If I see a bacon butty I have the ability to completely block my mind to the fact that I know some pigs are treated abominably. Living their short lives in pens so small they can't even turn around. Yet, waft fried bacon in front of my nose and I forget all about that. And I hate myself for it.I have tried vegetarian bacon, my husband says it's better than nothing. But it just tastes like smoky bacon crisps.

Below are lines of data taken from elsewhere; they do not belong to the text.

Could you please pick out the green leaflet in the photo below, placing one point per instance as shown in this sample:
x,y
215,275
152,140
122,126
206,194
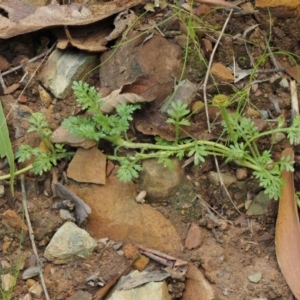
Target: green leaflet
x,y
5,147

My diet is 99.9% vegetarian. I live on tofu, only drink soya milk and even my yogurts are made from soya. In fact I'm probably closer to being a vegan that my husband, who still eats cheese and drinks milk.
This is a vegan burger.
I find vegan recipes really interesting. My favourite cook book is Vegan with a Vengeance and I love making vegan cupcakes because they are so interesting to construct.
And yet bacon is the undoing of me! Why, oh why can't I give it up?
Perhaps I should take comfort from Ghandi, who despite promising his mother he would not eat meat or eggs and was practically a vegan himself, could not bring himself to give up cows milk, saying it was the tradegy of his life that he could not give it up.
At least I'm in good company...
My son says we should all become freegans (anti-consumerist lifestyle whereby people employ alternative living strategies - thank you Wikipedia) or to put it in plain English 'bin scavengers' Apparently, there's tons of very good food chucked out every day. One fella found a whole bin bag of cider, 150 chickens, steaks and cheese in a bin behind a supermarket.
So, if you'll excuse me - I'm just off to have a nosey round the back of the Co-op!